SMALL RESIDENTIAL AREA
The 160-acre redevelopment area is comprised of approximately 1,000 primarily residential parcels, located near the northeast side of downtown. The allocation areas had four phases of development. Phases 1, 2 and 3 are fully built out. Phase 4, which was implemented during the recession, still has some vacancy.
TAV increased by 3.2% to $91.7 million in 2015 from $88.5 million in 2014. This follows a 2013 reassessment which resulted in a 20% increase in TAV. There are currently no tax abatements in the TIF district.
As a largely residential project area, taxpayers are diverse, with the 10 largest property taxpayers representing approximately 4.7% of TAV. The redevelopment area includes two allocation areas: Fall Creek/Citizens Consolidated Housing Tax Increment Financing Allocation Area (80% of TAV), and Fall Creek/Citizens Consolidated East Housing Tax Increment Financing Allocation Area, established March 1, 1990 and March 1, 2005, respectively.

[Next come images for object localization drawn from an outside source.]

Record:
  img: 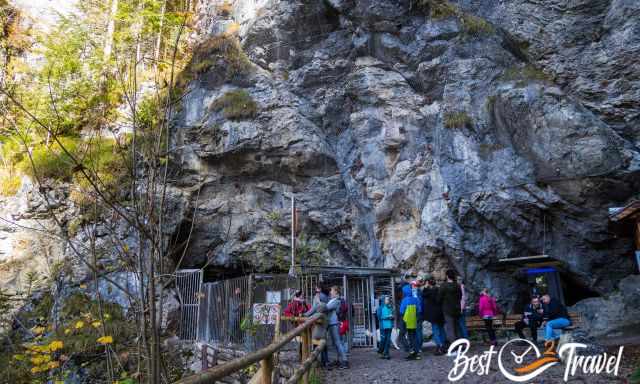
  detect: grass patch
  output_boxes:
[461,13,494,36]
[210,89,257,120]
[418,0,458,19]
[178,34,252,87]
[417,0,494,37]
[443,111,472,129]
[0,172,21,196]
[500,64,550,85]
[18,137,80,181]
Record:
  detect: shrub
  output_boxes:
[0,173,21,196]
[179,35,251,87]
[18,137,80,180]
[443,111,472,128]
[210,89,257,120]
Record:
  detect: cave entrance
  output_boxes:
[560,271,601,306]
[176,265,398,353]
[498,255,601,308]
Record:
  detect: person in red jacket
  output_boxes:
[284,290,310,317]
[478,288,498,346]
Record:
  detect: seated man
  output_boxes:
[541,293,571,345]
[514,296,543,342]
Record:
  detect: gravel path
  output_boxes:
[323,342,638,384]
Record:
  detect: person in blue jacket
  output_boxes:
[400,284,423,360]
[376,295,394,359]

ADEQUATE DEBT SERVICE COVERAGE
Assuming 2015 estimated TIF revenues and no change in TAV through bond maturity (2028), projected DSC on the 2014C bonds is sound at 2.1x MADS. Debt service is relatively level, so projected coverage on an annual basis is comparable to MADs.
There are no plans to issue additional parity debt. The weak ABT requires independent certification that the estimated TIF revenue covers the MADS requirements on any outstanding bonds, plus any proposed additional bonds by at least 1.25x.
CITY'S MORAL OBLIGATION PLEDGE ELEVATES THE RATING
The city's strong credit quality and high financial flexibility coupled with its ordinance to consider the appropriation, if necessary, supports the bonds' 'AA-' rating. In the event TIF revenues prove to be insufficient, resulting in a draw on the DSRF, the chairman of the bond bank will certify the deficiency to the city-county council of the city and Marion County by December 1 of each year. The city-county council may, at its discretion, appropriate sufficient funds to restore the DSRF to the required level under the indenture. Fitch believes that the December 1st deadline ensures sufficient time to replenish the debt service reserve prior to the February 1 payment date.
Fitch considers the city's regular use of the moral obligation as a motivation to honor it in order to preserve its reputation in the capital markets. However, Fitch also recognizes that this project covers a limited geographic area with a small population as compared with other projects financed by the city using its moral obligation.